Isla Vista locals – armed with bubbles, hula hoops and flower power – gathered in Anisq’ Oyo’ Park on Sunday to celebrate the first Isla Vista Freedom Festival.
Attendees danced to live music, painted on walls and perused booths set up by local businesses and fundraising groups. Vendors provided free food, and plant seeds were distributed to encourage locals to start their own gardens.
The festival started at noon and ended with a techno dance that lasted until 8 p.m. Throughout the day, local performers – including Ras David, the UCSB Middle Eastern Ensemble, Broken Open, Lonesome Dub, Toast and Jam, Pacific Wisdom, DJ Chuck and DJ Tyler – performed hour-long sets.
Doraly Espinoza, a fourth-year biopsychology major, said she and her friends had organized the festival by themselves and raised support for it by soliciting local businesses.

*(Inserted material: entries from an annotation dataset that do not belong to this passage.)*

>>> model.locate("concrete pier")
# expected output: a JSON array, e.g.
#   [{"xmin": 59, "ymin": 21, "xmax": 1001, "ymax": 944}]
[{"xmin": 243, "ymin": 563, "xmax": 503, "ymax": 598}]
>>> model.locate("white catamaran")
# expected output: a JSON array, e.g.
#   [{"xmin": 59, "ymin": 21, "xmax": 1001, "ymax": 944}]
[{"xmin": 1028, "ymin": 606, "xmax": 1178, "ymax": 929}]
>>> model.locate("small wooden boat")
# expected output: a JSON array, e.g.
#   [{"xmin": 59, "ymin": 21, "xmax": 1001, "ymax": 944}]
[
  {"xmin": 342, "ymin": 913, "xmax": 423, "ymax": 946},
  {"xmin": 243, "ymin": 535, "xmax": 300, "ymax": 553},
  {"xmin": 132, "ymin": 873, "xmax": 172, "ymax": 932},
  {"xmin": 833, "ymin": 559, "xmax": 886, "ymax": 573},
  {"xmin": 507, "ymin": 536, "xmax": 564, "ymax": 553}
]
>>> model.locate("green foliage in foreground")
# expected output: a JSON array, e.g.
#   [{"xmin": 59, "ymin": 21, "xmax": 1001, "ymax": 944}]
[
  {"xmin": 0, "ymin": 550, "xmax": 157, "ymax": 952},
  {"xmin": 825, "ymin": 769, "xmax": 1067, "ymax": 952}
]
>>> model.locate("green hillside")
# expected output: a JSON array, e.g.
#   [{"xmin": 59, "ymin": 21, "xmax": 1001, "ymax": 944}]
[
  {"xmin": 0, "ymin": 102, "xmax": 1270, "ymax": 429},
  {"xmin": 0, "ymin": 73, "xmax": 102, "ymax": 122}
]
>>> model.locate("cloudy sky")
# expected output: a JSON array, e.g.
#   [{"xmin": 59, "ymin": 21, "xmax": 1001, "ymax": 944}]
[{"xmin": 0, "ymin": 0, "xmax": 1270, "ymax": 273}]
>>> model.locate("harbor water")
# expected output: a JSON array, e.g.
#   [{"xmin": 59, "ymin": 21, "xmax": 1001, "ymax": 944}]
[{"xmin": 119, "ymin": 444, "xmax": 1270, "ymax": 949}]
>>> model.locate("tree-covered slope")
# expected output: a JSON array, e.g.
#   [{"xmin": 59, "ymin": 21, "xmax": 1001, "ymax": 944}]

“We’re just trying to voice that you don’t need an organization to start something,” Espinoza said. “It should come from the community for the community. We didn’t want to go through a campus organization for funding. We wanted to create a space for people who wouldn’t normally be hanging out together where you can eat locally grown produce and dance with your shoes off.”
Fellow event coordinator Elaena Stanitsas, a fourth-year sociology major, said that she and her friends decided to helm the festival in order to encourage a public dialogue about freedom.
“We thought, ‘What better place for a public discussion than in a park?'” she said. “Right now is the best time to have the festival. So many things are obviously going wrong and there are not that many spaces to talk about what to do.”
Notable guests included the I.V. Pirate, Eric “The Flower Guy” and a fairly large snake named “Jungle Love” that was passed around amongst the dancing throng.
Ashley Dotter, a third-year communication major, said the festival and its message represented the true spirit of the Isla Vista community and its legacy.
“I came out today because I love Isla Vista,” Dotter said. “This is what I live for in my college experience. The music, socializing, bubbles, hula hoops, crazy old stoners – it makes me feel that this is what I.V. should be like, how it was in the ’60s. Now it’s just a bunch of frats.”
Local resident Ron “The Professor” Woods, infamous for his role in the burning of the Bank of America in 1970, said the festival reflects the promise of the new year.
“We’re in a revolution,” Woods said. “This festival enhances 2009. It gives me hope, real hope. We have a new president, new concept and talented young people. We can change.”
Still, Woods expressed some disappointment at what he felt was a less than ideal turnout.
“What I fear about today is that only around 300 of these students are getting the message. All of them should be concerned about freedom,” he said.
Eric Hansen – more commonly known as “The Flower Guy” – speculated that the somewhat low turnout was due to the sunny weather, which drew many locals to the beach rather than the park.
“The problem with today is like everyone else I’m going to the beach,” Hansen said. “I’m just here to set the stage for the sunset with some colorful flowers on this beautiful day.”